Startide Rising is of course in the same universe as Sundiver, although a couple hundred years later, I believe. I think I liked it better than Sundiver, and can see why it won the awards where Sundiver didn't. Although I was still a little annoyed with the 'poetry-speak' of dolphins, overall the characters were interesting and found the action pretty cool. I was a little disappointed that although the situation they were in was resolved, we didn't get any real answers as to the mystery which got them into the situation in the first place. I kept waiting for it, and was disappointed nothing came of it. Maybe it's in the next book, The Uplift War. My other minor complaint was that there were times where I was having trouble remembering where everyone was and what they were doing, because there were like 4 different groups of humans/dolphins doing different things in different places, and sometimes shifting back and forth. Still, overall I liked it.
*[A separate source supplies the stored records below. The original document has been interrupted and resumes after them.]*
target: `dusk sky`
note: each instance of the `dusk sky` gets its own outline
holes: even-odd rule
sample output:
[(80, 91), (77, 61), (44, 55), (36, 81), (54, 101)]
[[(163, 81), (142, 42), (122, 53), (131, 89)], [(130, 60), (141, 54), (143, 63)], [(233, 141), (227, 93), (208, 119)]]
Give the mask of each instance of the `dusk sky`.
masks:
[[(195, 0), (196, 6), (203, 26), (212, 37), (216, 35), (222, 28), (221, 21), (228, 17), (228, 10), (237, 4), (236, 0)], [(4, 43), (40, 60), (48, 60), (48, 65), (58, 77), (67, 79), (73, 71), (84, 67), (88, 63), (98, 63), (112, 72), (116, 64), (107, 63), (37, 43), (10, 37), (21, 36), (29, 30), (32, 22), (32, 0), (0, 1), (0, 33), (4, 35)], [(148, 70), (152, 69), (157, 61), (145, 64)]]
Hominids is by Canadian SF author Robert J. Sawyer, who has the distinction of being the only SF author I've ever met and spoken to. He came to my Science Fiction class to give a guest lecture, and afterwords sold and signed some of his own books. Overall he seems a nice fellow, and a good public speaker, although a teeny bit on the arrogant-sounding side. As a writer he's... okay. I don't think he'll ever be one of my favorites, but he's fairly enjoyable. Although he has good ideas he seems to include minor things that seem to rub me the wrong way for various reasons. I think I just get the sense that his plots feel a bit too much like television in places. Good television, certainly, with more scientific sophistication than most, but not great television. I don't get the feel of being in a great story.
As he's a Canadian writer, his stories usually take place in Canada, and often Toronto, which leads to some weird effects. In fact, I remember vividly one time where his main character was riding the subway, and he was on the same route I was while I was reading it. He's also mentioned a bookstore that I go to. (Perhaps that's part of the problem with immersion.. his world is too close to mine). In fact, part of this novel takes place at my own University. He's already thrown in a few references to things to show that yes, he's really been there (like the contract Pepsi made to have exclusive vending machine rights, or how the urinals flush... all this while describing the actions of a female character, mind you), rather than serving any particular story purpose.
In any event, Hominids is the story of a parallel earth, where Neandertal man rose to dominance and we died out, who, in the course of his research in quantum computing, accidentally travels to our world, winding up in the middle of the Sudbury Neutrino observatory. Like much of his work, it's a high concept 'idea' book, this one probably designed to look at potential differences in cultures if Neandertals were here instead of us.